Встреча с безымянным ужасом
…и он встаёт из рассветного тумана — Белый город и древних легенд, страшная, жестокая сказка.
…И нет таинственного учителя из земли Тах-Ана, чтобы указать путь, и оружие против скалящейся беззубой усмешкой смерти — где искать?
Нет! Не смерти. Ибо она — лишь часть вечного круга жизни. То же, что смотрела сейчас в глаза молодого князя, было — попранием самой жизни. Воплощённым ничто.
Зов о помощи, Кхамул
…— Разве вас… не должно быть трое?
Назгул долго молчал.
— Повторить то, что было, все равно не удастся, — глухо проговорил он наконец. — Трое… Я не знаю, князь, сможем ли мы остановить то, что в тебе, даже ввосьмером… Мы придём — все — когда наступит срок. А пока это — твой бой. И мой.

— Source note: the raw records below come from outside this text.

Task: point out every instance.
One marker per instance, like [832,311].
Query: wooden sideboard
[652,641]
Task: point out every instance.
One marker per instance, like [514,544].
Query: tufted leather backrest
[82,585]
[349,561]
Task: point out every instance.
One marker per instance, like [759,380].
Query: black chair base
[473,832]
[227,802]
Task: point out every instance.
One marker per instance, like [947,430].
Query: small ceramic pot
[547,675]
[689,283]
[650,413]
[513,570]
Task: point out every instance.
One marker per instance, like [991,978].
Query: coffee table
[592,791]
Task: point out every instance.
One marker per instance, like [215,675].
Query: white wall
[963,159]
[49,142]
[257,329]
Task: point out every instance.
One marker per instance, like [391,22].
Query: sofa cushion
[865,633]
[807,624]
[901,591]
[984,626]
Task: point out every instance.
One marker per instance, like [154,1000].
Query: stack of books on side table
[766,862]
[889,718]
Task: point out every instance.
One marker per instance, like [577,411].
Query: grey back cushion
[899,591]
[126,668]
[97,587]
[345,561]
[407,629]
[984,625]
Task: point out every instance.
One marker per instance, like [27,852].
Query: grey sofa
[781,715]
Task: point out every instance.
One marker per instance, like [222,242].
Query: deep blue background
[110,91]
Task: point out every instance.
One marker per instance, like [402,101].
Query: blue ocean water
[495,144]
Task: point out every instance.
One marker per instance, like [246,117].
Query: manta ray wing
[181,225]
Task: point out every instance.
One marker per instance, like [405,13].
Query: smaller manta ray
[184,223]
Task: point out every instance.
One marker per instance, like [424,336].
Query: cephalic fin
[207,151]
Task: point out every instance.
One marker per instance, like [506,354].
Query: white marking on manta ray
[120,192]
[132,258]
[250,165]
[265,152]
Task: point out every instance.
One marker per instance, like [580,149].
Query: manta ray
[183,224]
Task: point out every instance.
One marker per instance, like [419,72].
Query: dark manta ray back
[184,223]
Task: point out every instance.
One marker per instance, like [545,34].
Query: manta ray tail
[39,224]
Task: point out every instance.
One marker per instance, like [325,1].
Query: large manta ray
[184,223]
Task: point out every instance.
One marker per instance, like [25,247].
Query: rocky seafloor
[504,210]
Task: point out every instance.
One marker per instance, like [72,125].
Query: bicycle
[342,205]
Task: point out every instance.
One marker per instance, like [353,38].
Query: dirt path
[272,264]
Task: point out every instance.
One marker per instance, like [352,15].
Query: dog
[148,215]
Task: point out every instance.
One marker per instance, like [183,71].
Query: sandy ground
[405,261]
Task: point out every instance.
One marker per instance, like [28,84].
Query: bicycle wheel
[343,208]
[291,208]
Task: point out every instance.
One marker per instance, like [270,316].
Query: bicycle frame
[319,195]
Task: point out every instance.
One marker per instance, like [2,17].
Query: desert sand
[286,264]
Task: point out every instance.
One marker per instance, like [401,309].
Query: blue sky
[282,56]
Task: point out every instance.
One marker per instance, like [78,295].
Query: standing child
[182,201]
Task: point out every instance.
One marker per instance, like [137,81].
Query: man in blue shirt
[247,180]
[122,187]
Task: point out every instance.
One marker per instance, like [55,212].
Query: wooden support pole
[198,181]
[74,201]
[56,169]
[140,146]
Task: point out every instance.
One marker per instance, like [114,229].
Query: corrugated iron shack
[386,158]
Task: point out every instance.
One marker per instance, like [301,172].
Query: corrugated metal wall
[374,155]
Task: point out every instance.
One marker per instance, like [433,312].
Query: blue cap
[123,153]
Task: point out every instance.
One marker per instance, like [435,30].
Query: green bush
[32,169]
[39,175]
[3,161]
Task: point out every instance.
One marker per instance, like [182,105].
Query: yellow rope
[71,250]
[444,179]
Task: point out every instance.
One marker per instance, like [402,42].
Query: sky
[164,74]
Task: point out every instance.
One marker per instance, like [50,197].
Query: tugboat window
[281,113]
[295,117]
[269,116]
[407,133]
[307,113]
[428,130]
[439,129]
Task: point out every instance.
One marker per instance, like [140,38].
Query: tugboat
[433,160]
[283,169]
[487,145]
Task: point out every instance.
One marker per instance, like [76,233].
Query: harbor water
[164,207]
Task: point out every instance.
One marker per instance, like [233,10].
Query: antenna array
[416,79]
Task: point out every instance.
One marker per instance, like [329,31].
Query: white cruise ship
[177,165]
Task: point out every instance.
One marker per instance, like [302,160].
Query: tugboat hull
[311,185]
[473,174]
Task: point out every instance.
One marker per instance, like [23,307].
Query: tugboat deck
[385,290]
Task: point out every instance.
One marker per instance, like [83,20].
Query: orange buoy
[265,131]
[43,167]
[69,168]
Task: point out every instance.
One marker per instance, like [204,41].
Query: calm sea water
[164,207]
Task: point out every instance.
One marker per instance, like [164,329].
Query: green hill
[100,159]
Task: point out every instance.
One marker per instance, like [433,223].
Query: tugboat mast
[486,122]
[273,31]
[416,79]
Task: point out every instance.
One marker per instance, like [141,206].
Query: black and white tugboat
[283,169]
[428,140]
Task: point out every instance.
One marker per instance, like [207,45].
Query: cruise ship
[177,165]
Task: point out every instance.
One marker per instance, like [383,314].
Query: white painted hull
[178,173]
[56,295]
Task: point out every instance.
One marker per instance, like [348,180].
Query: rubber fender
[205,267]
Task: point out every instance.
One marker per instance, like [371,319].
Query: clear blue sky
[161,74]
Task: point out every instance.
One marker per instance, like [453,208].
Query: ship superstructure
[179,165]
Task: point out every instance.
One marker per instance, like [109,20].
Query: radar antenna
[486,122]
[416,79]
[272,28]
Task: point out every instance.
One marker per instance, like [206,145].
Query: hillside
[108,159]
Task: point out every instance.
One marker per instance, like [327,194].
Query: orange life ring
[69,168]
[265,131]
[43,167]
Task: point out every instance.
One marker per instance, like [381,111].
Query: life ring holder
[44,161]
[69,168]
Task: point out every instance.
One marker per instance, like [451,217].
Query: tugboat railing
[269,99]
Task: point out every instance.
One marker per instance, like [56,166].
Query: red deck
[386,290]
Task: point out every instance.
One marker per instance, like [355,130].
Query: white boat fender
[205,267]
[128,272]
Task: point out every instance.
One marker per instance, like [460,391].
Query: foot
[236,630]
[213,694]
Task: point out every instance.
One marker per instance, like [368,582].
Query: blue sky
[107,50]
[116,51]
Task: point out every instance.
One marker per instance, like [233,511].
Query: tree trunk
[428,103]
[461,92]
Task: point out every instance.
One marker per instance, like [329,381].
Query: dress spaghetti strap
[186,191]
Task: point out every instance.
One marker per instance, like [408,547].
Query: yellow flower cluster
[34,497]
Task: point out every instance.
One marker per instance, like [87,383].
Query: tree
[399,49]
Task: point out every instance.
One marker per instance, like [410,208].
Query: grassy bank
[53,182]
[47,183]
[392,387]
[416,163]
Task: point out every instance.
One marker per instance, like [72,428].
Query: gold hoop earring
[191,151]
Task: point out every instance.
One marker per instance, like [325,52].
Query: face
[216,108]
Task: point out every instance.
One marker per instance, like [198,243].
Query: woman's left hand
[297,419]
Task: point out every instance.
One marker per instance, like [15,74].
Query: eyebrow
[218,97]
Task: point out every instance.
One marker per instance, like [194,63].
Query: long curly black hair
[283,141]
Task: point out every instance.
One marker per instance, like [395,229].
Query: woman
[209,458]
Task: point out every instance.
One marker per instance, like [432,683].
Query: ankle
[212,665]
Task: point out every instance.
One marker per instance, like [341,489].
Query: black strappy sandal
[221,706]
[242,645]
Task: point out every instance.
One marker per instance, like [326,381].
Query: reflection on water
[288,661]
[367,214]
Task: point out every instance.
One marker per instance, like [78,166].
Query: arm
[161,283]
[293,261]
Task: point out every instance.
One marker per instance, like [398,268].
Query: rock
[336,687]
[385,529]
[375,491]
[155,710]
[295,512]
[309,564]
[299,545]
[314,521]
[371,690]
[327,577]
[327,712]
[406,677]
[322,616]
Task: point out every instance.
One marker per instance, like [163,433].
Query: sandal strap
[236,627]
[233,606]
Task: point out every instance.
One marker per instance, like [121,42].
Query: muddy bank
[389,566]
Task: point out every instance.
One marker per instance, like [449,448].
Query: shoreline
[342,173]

…— Но ведь ты не умер! — с мучительной надеждой выкрикнул эльф.
Маг отвел глаза.
— Умер, — глухо сказал он, наконец, после тягостной паузы, — Арта меня вернула.
— Арта? — непонимающе повторил эльф.
— Арда. Вы называете — Арда, «Маленькое княжество». Арта — мать-земля, мир. Я — один из ее хранителей… Не имел права уходить.
Эльф отшатнулся; в серых глазах вспыхнул опасным огоньком гнев.
— Хранитель? — оскорбленно выплюнул он. — Хранитель мира — слуга зла?! Да как ты смеешь… Лишь пресветлые Валар…
Он буквально задыхался, словно в словах не помещался весь его гнев и недоверие.
Тонкие губы Мага искривила невеселая презрительная усмешка.
— Ах да… Я было забыл, с кем разговариваю. — он передернул плечами. — Значит, можешь считать, что меня вернуло черное колдовство Саурона.
В последних словах холодное равнодушие все-таки дрогнуло, прорвалось гневом и глухой, старательно сдерживаемой болью.
Маг окинул эльфа презрительным взглядом. Усмехнулся горько:
— С-светлые…
И, не обращая больше внимания на оцепеневшего эльфа, вернулся к постели князя.
Когда-то, так давно, что даже бессмертным этот срок мог показаться невероятным, в дерево ударила молния. Дуб — крепкая древесина, и вместо того, чтобы выгореть до тла, он лишь обуглился до самой сердцевины. Так и стоял на крошечном островке, корявым обугленным остовом, не живой и не мёртвый, сам почти не отличимый от почерневших камней, меж которым некогда рос. Древние жители этих мест считали его священным. Те, кто пришёл после — проклятым. И первые не могли даже подумать, чтобы посягнуть на дерево, отмеченное самим Мелькором, а вторые слишком боялись порчи Чёрного Врага мира, чтобы посметь подойти к нему с топором.